Archive for Musicals.Net Musicals.Net |

| Aimee |
I thought you might like to read this..... if you don't visit the social forum much.http://musicals.net/forums/viewtopic.php?t=59788 |
||
| Rumblepurr |
On the SubjectI do not mean to throw water on this (so to speak)...What you have described in your "journal" is worldwide. One has only to travel to your local Humane Society Shelter, and you find a lot of the same. I am currently writing a Prequel on my Fanfiction on the subject as well. Herbert and Tina exist everywhere... Shelters try to find homes for these animals, but they can only do so much. There are some "Life" shelters that will not use euthanasia, but will spay/neuter any animal brought to them. If your plea does not get people to help out, then perhaps we should also say this: Support your local shelter. If everyone did - through contributions and through adoptions - then all the Herberts and Tinas would all be in good homes right now. Another thing to consider - if you do not breed animals, then spay or neuter them... If you own an animal, make sure they stay either in your house or yard. Animals who wander loose can be injured by any number of means, contact disease, or worse... If you have children and they want a pet, then make sure they know what caring for that pet means. If they lose interest in a pet, then YOU adopt it before taking it back to a pound... For many of us, that cat or dog is like a child... Just think about that for a while... Still a good cause, Aimee... Thanks for posting... Rumblepurr The Writer Cat. |
||
| littlgriz1 |
Re: I thought you might like to read this
|
||
| Drumdraper |
A notice to all cat owners too. One way to help cats is to keep them indoors only. That way they won't harm the environment and they won't be attacked by other cats as well. | ||
| darkmage |
I'm a big believer in keeping them indoors only.
However, cats are significant predators and kill a lot of pests. My neighbours across the street do TNR (trap neuter release) where the animals are neutered/vaccinated, and adoptable ones (inc. kittens) are socialized and located with homes. The others are released back into the wild.
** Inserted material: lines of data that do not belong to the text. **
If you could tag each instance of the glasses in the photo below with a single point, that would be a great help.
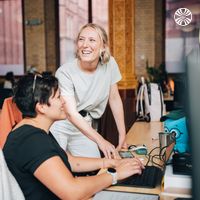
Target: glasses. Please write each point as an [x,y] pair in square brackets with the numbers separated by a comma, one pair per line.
[34,81]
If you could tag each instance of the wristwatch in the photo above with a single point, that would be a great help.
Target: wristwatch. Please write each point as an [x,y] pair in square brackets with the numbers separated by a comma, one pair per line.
[113,172]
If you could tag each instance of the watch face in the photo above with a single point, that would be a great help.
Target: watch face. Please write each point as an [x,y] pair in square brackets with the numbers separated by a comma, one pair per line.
[111,170]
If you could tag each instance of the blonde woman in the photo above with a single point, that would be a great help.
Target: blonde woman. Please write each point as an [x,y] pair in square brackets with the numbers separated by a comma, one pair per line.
[87,84]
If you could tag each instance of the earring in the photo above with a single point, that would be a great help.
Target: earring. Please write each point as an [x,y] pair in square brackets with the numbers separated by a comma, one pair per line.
[101,53]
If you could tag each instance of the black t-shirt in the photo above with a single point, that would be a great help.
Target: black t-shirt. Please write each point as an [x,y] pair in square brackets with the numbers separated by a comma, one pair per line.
[25,149]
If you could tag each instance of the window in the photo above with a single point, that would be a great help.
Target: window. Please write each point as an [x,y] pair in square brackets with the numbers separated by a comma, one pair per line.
[11,37]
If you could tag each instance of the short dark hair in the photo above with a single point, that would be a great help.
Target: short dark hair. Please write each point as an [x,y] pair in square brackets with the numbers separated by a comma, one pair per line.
[32,89]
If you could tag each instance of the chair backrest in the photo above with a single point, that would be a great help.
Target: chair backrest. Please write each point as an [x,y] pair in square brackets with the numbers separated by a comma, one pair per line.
[9,188]
[4,93]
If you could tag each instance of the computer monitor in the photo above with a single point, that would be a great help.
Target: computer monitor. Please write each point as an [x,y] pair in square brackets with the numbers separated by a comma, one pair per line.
[193,93]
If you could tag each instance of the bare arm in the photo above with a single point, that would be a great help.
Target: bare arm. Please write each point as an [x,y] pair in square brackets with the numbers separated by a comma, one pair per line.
[116,106]
[75,118]
[55,176]
[82,164]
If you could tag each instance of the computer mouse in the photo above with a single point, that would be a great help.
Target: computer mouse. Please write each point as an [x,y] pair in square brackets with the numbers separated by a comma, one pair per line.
[138,149]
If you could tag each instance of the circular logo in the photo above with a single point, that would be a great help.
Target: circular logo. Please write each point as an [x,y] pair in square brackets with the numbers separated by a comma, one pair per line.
[183,16]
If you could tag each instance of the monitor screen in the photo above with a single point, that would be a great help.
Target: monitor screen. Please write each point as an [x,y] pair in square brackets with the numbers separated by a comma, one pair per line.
[193,94]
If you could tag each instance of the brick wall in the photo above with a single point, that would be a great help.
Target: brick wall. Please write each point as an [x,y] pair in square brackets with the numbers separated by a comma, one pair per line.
[148,34]
[40,39]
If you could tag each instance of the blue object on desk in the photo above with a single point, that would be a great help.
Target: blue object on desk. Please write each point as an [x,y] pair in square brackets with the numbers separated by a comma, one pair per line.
[138,149]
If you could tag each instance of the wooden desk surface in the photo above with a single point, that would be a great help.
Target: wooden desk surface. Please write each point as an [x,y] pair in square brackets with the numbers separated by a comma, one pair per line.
[147,133]
[142,133]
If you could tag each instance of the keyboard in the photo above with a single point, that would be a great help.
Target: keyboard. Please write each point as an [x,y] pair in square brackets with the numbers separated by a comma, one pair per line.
[150,177]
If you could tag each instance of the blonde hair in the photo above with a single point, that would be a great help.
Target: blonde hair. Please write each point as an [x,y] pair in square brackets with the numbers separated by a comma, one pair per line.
[104,56]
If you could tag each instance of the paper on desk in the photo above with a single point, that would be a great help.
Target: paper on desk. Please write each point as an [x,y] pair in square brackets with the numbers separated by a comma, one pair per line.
[115,195]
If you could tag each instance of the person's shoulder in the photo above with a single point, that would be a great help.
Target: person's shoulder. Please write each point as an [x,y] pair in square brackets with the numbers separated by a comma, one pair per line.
[67,67]
[112,60]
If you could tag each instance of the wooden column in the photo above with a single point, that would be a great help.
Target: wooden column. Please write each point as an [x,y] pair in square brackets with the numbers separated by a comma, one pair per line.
[122,41]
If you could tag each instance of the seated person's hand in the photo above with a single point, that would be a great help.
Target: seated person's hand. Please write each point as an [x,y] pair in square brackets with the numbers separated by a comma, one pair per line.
[128,167]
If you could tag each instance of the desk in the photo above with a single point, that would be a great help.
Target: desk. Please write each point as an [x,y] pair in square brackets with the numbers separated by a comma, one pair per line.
[145,133]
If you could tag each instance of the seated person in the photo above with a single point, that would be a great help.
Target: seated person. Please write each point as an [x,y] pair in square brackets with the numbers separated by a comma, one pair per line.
[41,167]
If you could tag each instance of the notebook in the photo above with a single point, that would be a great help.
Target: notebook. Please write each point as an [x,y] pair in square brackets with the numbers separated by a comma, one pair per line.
[151,175]
[115,195]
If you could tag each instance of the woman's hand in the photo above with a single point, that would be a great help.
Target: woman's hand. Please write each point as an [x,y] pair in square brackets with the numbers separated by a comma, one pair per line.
[122,143]
[128,167]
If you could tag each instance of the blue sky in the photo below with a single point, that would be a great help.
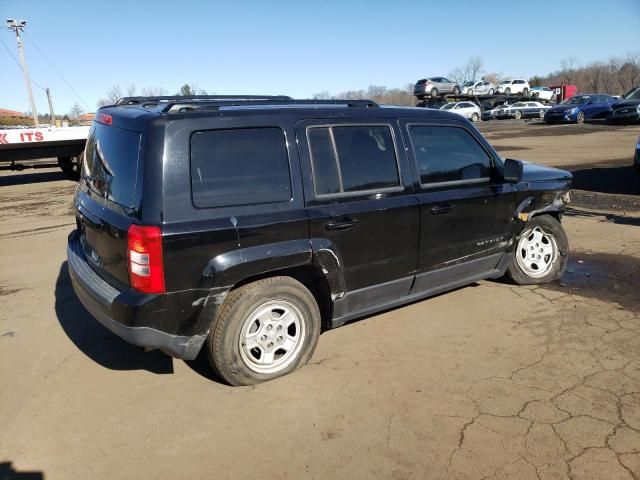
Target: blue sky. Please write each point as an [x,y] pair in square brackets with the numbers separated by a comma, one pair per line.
[294,47]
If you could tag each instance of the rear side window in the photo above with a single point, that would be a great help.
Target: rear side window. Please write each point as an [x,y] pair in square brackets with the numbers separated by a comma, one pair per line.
[110,165]
[352,159]
[239,167]
[448,154]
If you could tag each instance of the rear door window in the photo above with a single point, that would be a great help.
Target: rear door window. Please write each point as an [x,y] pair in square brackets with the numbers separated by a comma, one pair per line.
[448,154]
[349,159]
[110,166]
[239,167]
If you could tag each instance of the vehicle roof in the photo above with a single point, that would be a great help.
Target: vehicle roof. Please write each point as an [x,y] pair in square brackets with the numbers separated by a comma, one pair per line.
[134,117]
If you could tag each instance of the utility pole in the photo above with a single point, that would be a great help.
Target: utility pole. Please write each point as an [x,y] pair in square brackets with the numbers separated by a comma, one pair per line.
[18,27]
[52,121]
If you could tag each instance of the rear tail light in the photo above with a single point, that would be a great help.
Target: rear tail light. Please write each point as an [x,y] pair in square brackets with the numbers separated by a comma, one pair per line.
[146,268]
[104,118]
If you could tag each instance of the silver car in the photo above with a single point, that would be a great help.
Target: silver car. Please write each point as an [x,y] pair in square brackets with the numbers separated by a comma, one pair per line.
[481,87]
[434,86]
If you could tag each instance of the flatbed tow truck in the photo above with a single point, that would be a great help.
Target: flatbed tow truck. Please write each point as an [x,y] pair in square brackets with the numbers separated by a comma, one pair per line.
[66,144]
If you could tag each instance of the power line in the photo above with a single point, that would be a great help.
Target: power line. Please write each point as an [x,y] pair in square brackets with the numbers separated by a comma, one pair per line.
[18,63]
[58,72]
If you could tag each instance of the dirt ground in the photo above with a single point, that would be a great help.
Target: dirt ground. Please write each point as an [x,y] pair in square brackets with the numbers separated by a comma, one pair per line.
[489,381]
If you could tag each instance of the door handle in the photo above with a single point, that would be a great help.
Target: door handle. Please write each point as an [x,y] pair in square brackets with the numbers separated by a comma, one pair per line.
[441,209]
[342,224]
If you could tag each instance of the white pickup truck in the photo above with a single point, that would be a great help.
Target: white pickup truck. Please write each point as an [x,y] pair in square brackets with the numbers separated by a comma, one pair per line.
[65,143]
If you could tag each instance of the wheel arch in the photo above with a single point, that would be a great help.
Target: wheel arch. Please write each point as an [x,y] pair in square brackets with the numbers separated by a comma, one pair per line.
[311,276]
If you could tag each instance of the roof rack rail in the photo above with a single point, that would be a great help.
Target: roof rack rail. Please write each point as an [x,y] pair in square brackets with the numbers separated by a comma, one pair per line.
[217,104]
[196,98]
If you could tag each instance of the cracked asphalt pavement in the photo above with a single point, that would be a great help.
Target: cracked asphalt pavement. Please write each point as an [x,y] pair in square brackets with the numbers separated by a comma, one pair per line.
[490,381]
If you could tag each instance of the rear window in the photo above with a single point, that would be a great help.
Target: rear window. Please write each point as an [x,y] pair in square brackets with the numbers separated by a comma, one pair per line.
[111,164]
[239,167]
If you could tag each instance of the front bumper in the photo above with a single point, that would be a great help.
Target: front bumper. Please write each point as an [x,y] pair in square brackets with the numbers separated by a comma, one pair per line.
[175,323]
[552,117]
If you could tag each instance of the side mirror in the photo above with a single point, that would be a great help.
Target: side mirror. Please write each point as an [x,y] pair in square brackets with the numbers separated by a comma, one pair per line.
[512,171]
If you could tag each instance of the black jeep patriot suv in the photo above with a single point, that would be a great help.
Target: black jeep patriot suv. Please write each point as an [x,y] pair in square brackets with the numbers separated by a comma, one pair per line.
[247,225]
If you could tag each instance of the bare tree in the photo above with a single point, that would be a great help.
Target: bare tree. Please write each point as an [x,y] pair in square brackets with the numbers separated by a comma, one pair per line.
[474,67]
[568,66]
[470,71]
[188,90]
[153,92]
[113,95]
[629,72]
[76,111]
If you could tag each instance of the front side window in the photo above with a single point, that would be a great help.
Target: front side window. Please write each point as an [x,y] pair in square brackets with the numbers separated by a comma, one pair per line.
[110,166]
[352,158]
[239,167]
[448,154]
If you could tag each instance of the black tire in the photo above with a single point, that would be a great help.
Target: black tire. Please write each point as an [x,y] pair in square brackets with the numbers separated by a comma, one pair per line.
[552,227]
[223,342]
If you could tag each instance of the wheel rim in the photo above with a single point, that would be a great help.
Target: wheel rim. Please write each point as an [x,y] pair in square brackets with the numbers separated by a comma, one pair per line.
[272,336]
[537,252]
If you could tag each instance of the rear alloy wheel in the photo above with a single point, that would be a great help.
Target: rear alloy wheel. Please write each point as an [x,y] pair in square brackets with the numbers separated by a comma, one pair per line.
[264,330]
[541,252]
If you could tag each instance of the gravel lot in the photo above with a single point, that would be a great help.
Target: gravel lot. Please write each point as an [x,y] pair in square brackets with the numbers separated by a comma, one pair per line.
[489,381]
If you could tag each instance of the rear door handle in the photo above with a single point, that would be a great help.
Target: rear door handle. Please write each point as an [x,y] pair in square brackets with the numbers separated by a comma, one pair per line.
[441,209]
[342,224]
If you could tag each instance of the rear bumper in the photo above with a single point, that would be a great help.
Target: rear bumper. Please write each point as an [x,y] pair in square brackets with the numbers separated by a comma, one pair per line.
[629,117]
[148,321]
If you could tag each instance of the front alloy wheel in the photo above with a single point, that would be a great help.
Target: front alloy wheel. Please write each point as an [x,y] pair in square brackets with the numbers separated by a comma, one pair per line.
[541,252]
[537,252]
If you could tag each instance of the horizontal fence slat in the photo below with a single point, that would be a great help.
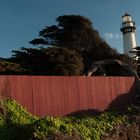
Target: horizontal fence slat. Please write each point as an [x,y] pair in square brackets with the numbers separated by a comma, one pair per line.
[60,95]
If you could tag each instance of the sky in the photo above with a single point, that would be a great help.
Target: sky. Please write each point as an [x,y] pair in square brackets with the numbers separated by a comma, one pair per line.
[21,20]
We have quite the feral colony in my neighbourhood. They do a really good job of keeping the insect and pigeon populations down. Bear in mind that cats eat lizards, scorpions, cockroaches, roof rats (citrus-loving rats native to SE Asia, imported here, that do a lot of damage by chewing through sheet metal, stucco, vents, and hoses, and can easily chew through quarter-inch sheet rock. Diamond mesh and cats are your friends if you've got them), and small birds. I like scorpions but a lot of people consider them pests. And the pesticides used to kill the three to four inch flying roaches do a lot of damage to lizards and other animals in the food chain that eat them. I'd much rather clean up cat waste than deal with pesticide contamination. The keyword is responsibility. If the animals are wild, let them be wild. But if they're owned, there's no excuse for not having them spayed/neutered and keeping them indoors. |
||
| Belle |
It's interesting how pet ownership varies from country to country... I adore my kitties, troublesome tho they are, but in England it seems the vast majority of pet cats are allowed outdoors. Ours are all neutered, of course. They roam outside, cross the road to patrol the railway embankment and school grounds, so much of their world is outdoors that to remove that from them would seem very cruel. Our cats are not feral - the the oldest was feral for a while, tho - but they're animals before they're pets, they're part of the local ecology. They're pretty independant and do as they please. As far as I can tell, this is far more common that keeping cats indoors! Plus, a lot of english houses aren't big enough to keep cats happily indoors.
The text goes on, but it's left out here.